Mapping coefficient of continues transfer function to discre

[ali_th]

Hi.
I want to map coefficient of continues transfer function to discrete with AVR. It means that I have the transfer function in S region and I need to convert it to Z region .I need the optimum algorithm that makes possible this work please help me.
Thanks

 

[FrankCh]

You need Bilinear transform in Matlab to convert some S parameters into Z parameters.
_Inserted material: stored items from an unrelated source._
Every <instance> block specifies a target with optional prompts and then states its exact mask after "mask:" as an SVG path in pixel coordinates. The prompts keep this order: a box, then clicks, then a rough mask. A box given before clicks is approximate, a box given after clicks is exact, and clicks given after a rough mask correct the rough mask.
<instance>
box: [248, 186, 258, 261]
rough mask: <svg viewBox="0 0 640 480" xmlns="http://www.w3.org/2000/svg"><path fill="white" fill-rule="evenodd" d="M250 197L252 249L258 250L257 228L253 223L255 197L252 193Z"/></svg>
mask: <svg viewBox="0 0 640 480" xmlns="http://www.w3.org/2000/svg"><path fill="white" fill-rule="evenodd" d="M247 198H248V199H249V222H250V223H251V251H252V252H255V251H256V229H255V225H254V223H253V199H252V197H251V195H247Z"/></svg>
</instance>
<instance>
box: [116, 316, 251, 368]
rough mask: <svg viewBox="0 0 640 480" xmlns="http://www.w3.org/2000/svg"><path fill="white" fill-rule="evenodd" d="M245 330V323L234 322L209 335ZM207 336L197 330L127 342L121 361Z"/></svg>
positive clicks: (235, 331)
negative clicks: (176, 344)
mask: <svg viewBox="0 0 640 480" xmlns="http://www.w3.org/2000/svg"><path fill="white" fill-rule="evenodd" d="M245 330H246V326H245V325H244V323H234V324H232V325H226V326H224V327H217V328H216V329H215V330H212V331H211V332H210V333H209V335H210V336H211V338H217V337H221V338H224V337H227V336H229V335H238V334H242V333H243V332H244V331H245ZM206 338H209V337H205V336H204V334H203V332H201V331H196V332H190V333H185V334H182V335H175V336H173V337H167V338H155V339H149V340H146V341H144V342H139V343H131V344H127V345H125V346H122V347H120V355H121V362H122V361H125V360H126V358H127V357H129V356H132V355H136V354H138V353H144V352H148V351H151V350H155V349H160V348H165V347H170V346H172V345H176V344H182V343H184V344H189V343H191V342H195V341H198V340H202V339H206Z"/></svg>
It's straightforward.

 

[Kral]

Re: Mapping coefficient of continues transfer function to di

ali_th,
The 2 most commonly used mappings are the bilinear z transform (mentioned by FrankCh), and the impulse-invariant transform.
Bilinear z transform advantages:
. Does not suffer from aliasing
. Is scalable
. For filter design, it provides an attenuation
. characteristic superior to the anlaog prototype
Bilinear z transform disadvantage:
. It "warps" the frequency scale
. It does not preserve the phase characteristics
. or time response of the analog prototype
Impulse Invariant Advantages:
. No "warping": The attenuation charateristic
. closely matches that of the analog prototype
. as long as the frequency is considerably
. lower than the Nyquist frequency
. Phase characteristics closely match those of
. the analog prototype
Impulse Invariant Disadvantages:
. Not scaleable
. Suffers from aliasing
Google "bilinear z" and "Impulse Invariant" for more info.
Regards,
Kral

 

[ali_th]

thanks Kral
I want to map the filter that the cut of frequency is 2kHz in minimum case. My sampling frequency is 100kHz with Analog Devise A/D. in this situation the Bilinear does not application. Do you have any suggestion for Impulse Invariant in optimum case?

 

[Kral]

Re: Mapping coefficient of continues transfer function to di

ali_th,
The procedure is as follows:
Determine the s-domain transfer function of the analog filter prototype that you want to implement as a digital filter.
.
Replace every occurence of [s-pn] with [1-exp(pnT)Z^(-1)]
Where:
. pn represents a pole or zero of the s-domain transfer function
.
. T is the sampling interval
For example, a single pole low pass filter with a transfer function of K/(s-2.7) would map to K/(1-exp(2.7*1/100000)z^-1), assuming a sampling frequency of 100KHz.
Regards,
Kral

 

[tigana123]

Re: Mapping coefficient of continues transfer function to di

Hi,

I have a similar problem where I want to "map" an analog filter to a digital filter where both the phase and amplitude responses of the analog filter should be preserved (in the digital filter). In essence I want a digital "representation" of an analog filter.

For certain analog filter types for example elliptic, using impinvar may result in erroneous results. While bilinear may produce a digital filter that follows closely the analog filter (in-band) response however it will produce slightly different phase (group delay) mag response. Bilinear may also produce large errors in the digital filter stop-band response (compared to the analog filter response in the same freq).

Any comments?

 

[Kral]

Re: Mapping coefficient of continues transfer function to di

ali_th,
Tigana123 raises some good points regarding the impulse invariant method to implement the elliptic filter. These comments also apply to the Chebyshev type 2 (Inverse Chebyshev) filter, or, for that matter, any filter that has real zeros in the stopband. Antoniou describes a modified impulse invariant method that overcomes the probelems of direct application of the impulse invariant transformation to these filters. For more information, see the following:
Ntoniou, Abdreas, "Digital Filters Analysis, Design and Applications.
Regards,
Kral

Added after 2 minutes:

Sorry; I had "finger blight" when typing the author's name. It is Antoniou, Andreas.

Added after 2 minutes:

Another point to keep in mind; because of the aliasing problem, the impulse invariant method can only be used for low-pass and band-pass filters. It does not work for high-pass or band-reject filters.